Kilise sözcüğün her anlamıyla tutkulara karşı bir savaş vermektedir, onları ayıklamaktadır. Buradaki uygulaması, “tedavisi” kısırlaştırmaktır. Ancak tutkulara köklerinde saldırmak yaşama köklerinde saldırmak demektir. Kilisenin uygulaması yaşama düşmandır.

...

Tanrı’nın haz aldığı aziz kişi, ideal bir kısırlaştırıcıdır. “Tanrı’nın krallığı”nın başladığı yerde yaşam sona erer.

...

Biz Tanrı’yı reddediyoruz, bunu yaparak dünyayı kurtarmış oluyoruz.

...

Birinci önerme: ”Bu” dünyanın görünen olarak gösterilmesinin temeli aslında onun gerçekliğini ortaya koyar. Başka bir çeşit gerçeklik mutlak bir biçimde kanıtlanamazdır. İkinci önerme: “Gerçek varlığa” atfedilen özellikler var olmayanın, hiçliğin özellikleridirler. “Gerçek dünya” asıl dünyaya yönelik bir çelişkiden kurgulanmıştır. Üçüncü önerme: Eğer yaşamı karalamak, küçümsemek ve suçlamak içgüdüsü içimizde çok güçlü değilse, bu dünyanın dışında “başka” bir dünyadan söz etmek oldukça anlamsızdır. Sonraki durumda “başka” ve “daha iyi” bir dünya ilüzyonuyla yaşamdan intikam alırız. Dördüncü önerme: İster Hıristiyanlığın yaptığı biçimde olsun, ister Kant’ın yaptığı biçimde olsun, (sonuçta o da kurnaz bir Hıristiyan’a ait), dünyayı “gerçek” ve “görünen” olarak ikiye ayırmak sadece bir yozlaşmanın, çöküşün önerilmesidir, düşüşte olan bir yaşamın göstergesidir. Trajik sanatçı bir kötümser değildir. Varlıkta kuşkulu ve korkunç olan her şeyi olumlayan tam olarak da odur, o Diyonissos’çudur.

İyinin ve Kötünün Ötesinde eseri:

Dünyevi olana yönelik sevgiyi tamamıyla tersine çevirip, dünyadan ve dünyevi olandan nefrete dönüştürün; kilisenin kendisine edindiği amaç işte budur.

Hıristiyanlık Eros’a içmesi için zehir vermiştir. Ama Eros ölmemiştir, sadece kötü alışkanlığa dönüşmüştür.
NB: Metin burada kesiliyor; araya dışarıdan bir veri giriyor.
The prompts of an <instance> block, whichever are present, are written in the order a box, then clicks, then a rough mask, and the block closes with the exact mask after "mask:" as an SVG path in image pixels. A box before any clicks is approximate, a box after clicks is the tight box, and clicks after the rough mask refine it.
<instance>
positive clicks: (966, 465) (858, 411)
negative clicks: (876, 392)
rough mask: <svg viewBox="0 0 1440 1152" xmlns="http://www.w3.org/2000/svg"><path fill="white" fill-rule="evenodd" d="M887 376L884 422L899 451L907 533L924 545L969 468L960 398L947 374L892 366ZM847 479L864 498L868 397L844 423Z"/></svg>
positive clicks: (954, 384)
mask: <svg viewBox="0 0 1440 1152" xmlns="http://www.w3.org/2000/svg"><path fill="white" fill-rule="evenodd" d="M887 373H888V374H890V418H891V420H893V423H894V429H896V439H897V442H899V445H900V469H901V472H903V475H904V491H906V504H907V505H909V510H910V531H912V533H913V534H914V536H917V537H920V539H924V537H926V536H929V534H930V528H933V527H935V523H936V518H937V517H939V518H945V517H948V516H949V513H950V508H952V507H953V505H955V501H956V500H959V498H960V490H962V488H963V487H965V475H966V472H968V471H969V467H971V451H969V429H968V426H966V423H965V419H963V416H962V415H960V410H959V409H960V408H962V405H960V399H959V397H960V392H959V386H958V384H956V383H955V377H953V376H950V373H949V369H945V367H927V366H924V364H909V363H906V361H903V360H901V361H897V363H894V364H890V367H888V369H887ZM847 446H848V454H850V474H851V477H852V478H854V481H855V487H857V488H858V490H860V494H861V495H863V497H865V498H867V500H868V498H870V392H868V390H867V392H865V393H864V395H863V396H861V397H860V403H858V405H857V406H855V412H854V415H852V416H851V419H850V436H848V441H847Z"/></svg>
“Ezeli ve ebedi değerleri” tersine çevirecek güçte ve özgünlükte yeni ruhlara umut bağlamalıyız.

Bugün neyin iyi neyin kötü olduğu “biliniyor”. Şimdi kulakların kolayca duyamadığı sert bir ses çıkartalım ve şu konuda sürekli ısrarcı olalım: Burada bildiğine inanan ve kendisine iyi diyen, sürü-hayvanı insanının içgüdüsüdür. Aradan sıyrılan ve diğer içgüdüleri hakimiyeti altına alan içgüdü. Bugün Avrupa’da ahlak, sürü-hayvanı ahlakıdır. Yani onun yanısıra olan, daha önce olan ve bundan sonra da olacak olan ahlaklardan sadece birisidir. Daha yüksek ahlaklar olasıdır veya olası olmalıdır. Ancak bu “olasılığa” ve bu “olmalıya” karşı bu ahlak kendisini tüm gücüyle savunmaktadır. İnatçı ve ukala bir biçimde şunu söylüyor: “Ben ahlakın kendisiyim ve benim dışımda ahlak yoktur!”

İnsanca, Pek İnsanca eseri:

Günlük yaşantılarının fazlasıyla boş ve monoton olduğunu düşünenler kolaylıkla dindar olurlar. Bu anlaşılır ve affedilebilir bir durumdur. Ancak onların, günlük yaşamları boşlukta ve monotonlukta geçmeyenlerden dindarlık talep etmek gibi bir hakları yoktur.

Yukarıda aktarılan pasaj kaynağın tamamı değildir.